Remembering the Armenian Genocide

The House Foreign Affairs Committee has voted to recognize that Turkey committed genocide against the Armenians in WW1. Wikipedia article on the genocide, and on international recognition of it.

The White House is opposed–they don’t want to offend Turkey. So. Here’s where the US stands. We’ll complain about human rights violations by our enemies, and use those as a pretext for war and sanctions, but will continue to wink at and ignore violations by our friends (be they Turkey, El Salvador, Guatemala, etc.)–while of course denying that we would ever engage in human rights violations ourselves (e.g., torture, be it at Gitmo or Abu Ghraib or secret CIA prisons abroad, or under CIA direction in Central America).

The Turks murdered 1.5 million Armenians.

George Bush says for Congress to acknowledge this “would do great harm to our relations with a key ally in NATO and in the global war on terror.”

Condi Rice says for Congress to acknowledge this “at this time would be very problematic for everything we are trying to do in the Middle East.” Hmm. Seems to me if we took the high moral ground, and held ourselves and our friends to the same standard we expect of our enemies–to be consistent in our defense of liberty and human rights, shall we say–would in fact be a refreshing change of pace and might actually do some good in the Middle East.

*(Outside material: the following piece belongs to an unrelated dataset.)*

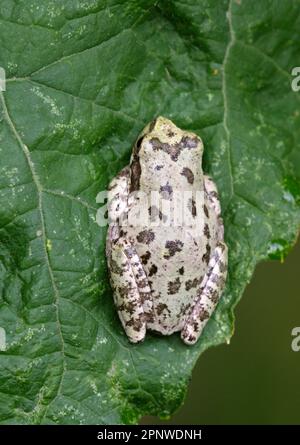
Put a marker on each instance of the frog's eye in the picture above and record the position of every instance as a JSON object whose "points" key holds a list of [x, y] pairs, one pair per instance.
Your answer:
{"points": [[139, 143]]}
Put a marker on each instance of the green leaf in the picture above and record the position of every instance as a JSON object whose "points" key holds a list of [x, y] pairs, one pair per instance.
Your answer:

Turkey’s government is seeking parliamentary approval for a military operation to chase separatist Kurdish rebels who operate from bases in northern Iraq.

Reminds me of the movie made by my friend Kevin McKiernan: “Good Kurds, Bad Kurds.””Good Kurds,” for the US, are those in northern Iraq who wanted freedom from Saddam. “Bad Kurds” are their cousins a few miles further north who want freedom from Turkey.

Democratic Rep. Adam Schiff, the resolution’s sponsor, who is not on the committee, said that he hoped that it would now move quickly to a vote on the House floor.

“America must speak candidly about the past not only to help heal the wounds of the survivors and the families of the victims, but to give the United States the moral authority it needs to take action against other genocides like that taking place today in Darfur,” he said following the vote.

New York Times article.

Update: Rod Dreher seems to be in favor of appeasement of Turkey.